Bewegungen unter meinem Fleisch.
In meinen Haaren, aus meinem Mund…

Blick auf eine graue Raufasertapete. Die Oberfläche des Mondes, vielleicht. Kaum ein Geräusch. Irgendwo… so weit weg, ein paar Wohnungen weiter, ein Pärchen im Streit.

Irgendwo anders… andere Wohnung, läuft ein Radio, vor sich hin. Auf dem Dach, befüllt die Nachmittagssonne, die Depression, mit Trauer und Giftgedanken. Die Augen zum Horizont, auf dass aus der Ferne irgendetwas kommen möge, das uns alle auf wundersame Weise doch noch rettet. Vielleicht Gott, vielleicht die Flut. Ein Sturm, ein Krieg. Endlich Aufwachen aus einem zerfahrenen Alptraum.

Eine Radiostimme erklärt

“Mit Staub und Speichel schafft die Stachelarmee Chaos inmitten der Ordnung von Zeit und Raum…”

Ein Knacken, kurzes weißes Rauschen, ein letzter Satzfetzen

“…bis aufs Blut, um ihre Königin zu beschützen…”
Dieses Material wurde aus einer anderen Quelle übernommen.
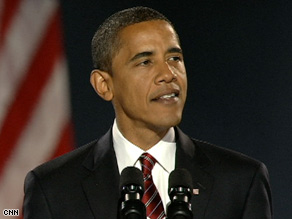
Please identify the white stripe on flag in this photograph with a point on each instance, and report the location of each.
(22, 38)
(39, 139)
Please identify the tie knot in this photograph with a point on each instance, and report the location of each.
(147, 162)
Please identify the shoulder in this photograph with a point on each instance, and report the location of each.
(70, 161)
(227, 160)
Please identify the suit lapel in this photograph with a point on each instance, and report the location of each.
(101, 185)
(190, 157)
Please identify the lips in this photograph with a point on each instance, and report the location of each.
(166, 95)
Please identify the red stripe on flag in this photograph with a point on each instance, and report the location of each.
(66, 141)
(31, 88)
(8, 11)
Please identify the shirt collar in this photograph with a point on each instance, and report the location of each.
(128, 153)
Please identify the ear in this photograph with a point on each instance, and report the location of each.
(101, 81)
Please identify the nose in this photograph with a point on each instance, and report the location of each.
(166, 74)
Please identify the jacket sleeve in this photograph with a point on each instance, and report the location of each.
(259, 202)
(35, 205)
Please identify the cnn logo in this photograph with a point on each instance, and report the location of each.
(11, 212)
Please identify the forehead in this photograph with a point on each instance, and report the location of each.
(147, 31)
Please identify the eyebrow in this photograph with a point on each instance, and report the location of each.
(150, 53)
(141, 55)
(174, 50)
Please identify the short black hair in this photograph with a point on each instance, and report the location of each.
(105, 43)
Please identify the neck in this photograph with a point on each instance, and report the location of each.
(144, 138)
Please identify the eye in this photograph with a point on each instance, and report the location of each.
(145, 63)
(175, 58)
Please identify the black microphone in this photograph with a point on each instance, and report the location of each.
(132, 190)
(180, 193)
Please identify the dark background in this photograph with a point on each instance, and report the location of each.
(238, 56)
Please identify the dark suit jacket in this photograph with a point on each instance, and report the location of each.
(84, 183)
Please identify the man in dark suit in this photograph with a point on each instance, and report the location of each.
(139, 67)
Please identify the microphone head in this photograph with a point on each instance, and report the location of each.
(131, 176)
(180, 178)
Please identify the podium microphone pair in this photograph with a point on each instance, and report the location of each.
(132, 190)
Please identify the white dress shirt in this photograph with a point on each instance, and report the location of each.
(164, 152)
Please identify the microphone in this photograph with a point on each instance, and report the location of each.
(132, 190)
(180, 193)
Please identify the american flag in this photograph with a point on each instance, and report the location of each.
(35, 122)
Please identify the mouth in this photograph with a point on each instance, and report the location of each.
(167, 95)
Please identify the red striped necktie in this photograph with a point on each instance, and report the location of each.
(151, 197)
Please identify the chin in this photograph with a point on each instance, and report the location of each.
(168, 122)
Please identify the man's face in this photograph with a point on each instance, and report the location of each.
(149, 79)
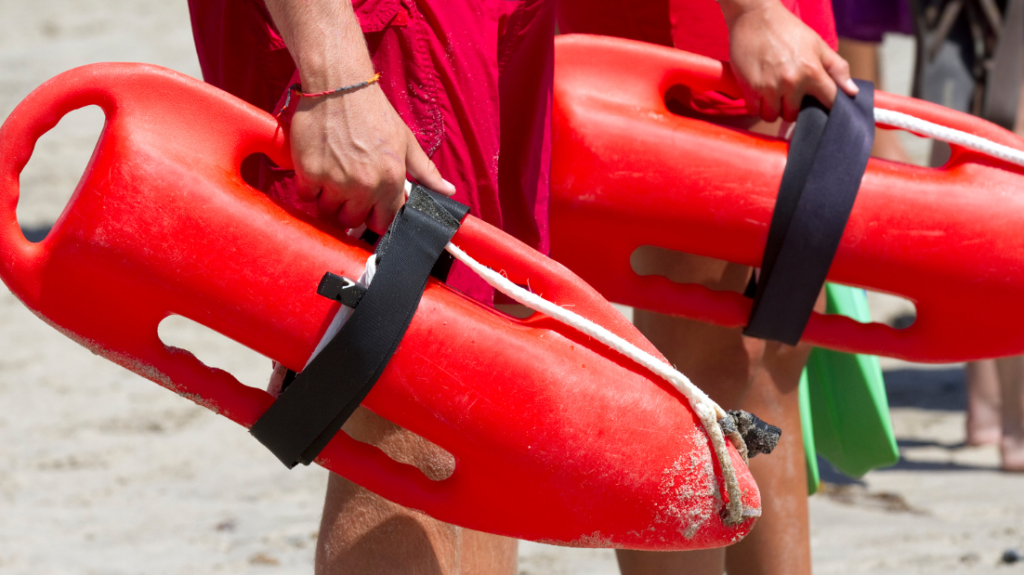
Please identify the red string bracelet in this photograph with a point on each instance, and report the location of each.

Bildzittern. Vom Weinen verschmiertes Make-Up, rote Augen und rote, tränenüberlaufene Wangen, in Nahaufnahme. Bildwackeln. Die Frau schreit, holt aus. In Zeitlupe. Ein alter Fernseher, in einer anderen Wohnung, mit offenem Fenster… ein Musikvideo. Sie ohrfeigt den Mann. Ohne Ton. Kurzes Standbild davon. Die wunderschönsten, heissblütigsten Frauen, die du je gesehen hast, tanzen sinnlich, schwingen ihre vollen Hüften, schauen verführerisch, lecken sich sinnlich über ihre feuchten, vollen Lippen, berühren sich sinnlich. In Zeitlupe. Eine Hand, zum Lautstärkeregler, Radio lauter. Eine Hand, zum Küchenmesser, eine Hand zum Gewehr, eine Hand in die Pillendose, eine Hand, ans Herz. Radio lauter. Sie rollen ihre Zungen, schauen gierig, schauen sündig, so sinnlich. Sie wollen nur Sex. Den besten Sex auf Erden. Mit dir. Nur mit dir! Eine Hand, hält ein Kindheitsfoto. Alles lauter. Ohne Ton. Sie stöhnen immer wieder auf, wenn sie gerade nicht singen. Ihre Körper sind vor Geilheit elektrisiert. So sinnlich, so sinnlich, so perfekt. Er steht auf dem Hochhausdach. Sie schütteln ihre Haare, kreisen ihre Hüften. Schaut über die Stadt. Klatschen sich auf ihre wohlgeformten, sinnlichen Hinterteile. In Zeitlupe. Und bieten sie dir an, während sie dich mit ihren Blicken verschlingen. Du kannst uns alle haben. Schließt seine Augen. Hinter ihnen, ein grandioses Feuerwerk zum Finale. Springt. Iss mich, mein Gebieter, trink mich. Lässt sich fallen. Du weisst, ich gehöre dir. Lässt los. Nur dir, dir alleine. Ohne Ton. Ein halboffener Mund, mit benässten Lippen, in Nahaufnahme, beisst sich sichlich auf die Unterlippe. Eine Handvoll weißer Tauben, schreckt hoch, in den blauen, wolkenlosen, Himmel. In Zeitlupe. Kurzes Standbild davon. Sie schauen hoch, streichen sich vorne über ihre Hälse, räkeln sich sinnlich, Feuerwerk, Blitze, sinnlich, feuern ihre langen Beine auseinander, sinnlich, greifen sich in den Schritt, sinnlich, und stöhnen immer wieder auf. Ohne Ton. Sie wollen dich und du willst sie. Der Mann stößt die Frau zurück, sie stolpert. Komm! Fällt hart, Stößt ihren Kopf. Ich komme! In Zeitlupe. Mehr Feuerwerk! Sinnliches Stöhnen, leidenschaftliches Flehen, rasender Atem, Herzschlag. Sie bricht, in tausend tote Splitter. Ohne Ton. Bildzittern. Keiner ist im Raum. Die Wohnung ist leer.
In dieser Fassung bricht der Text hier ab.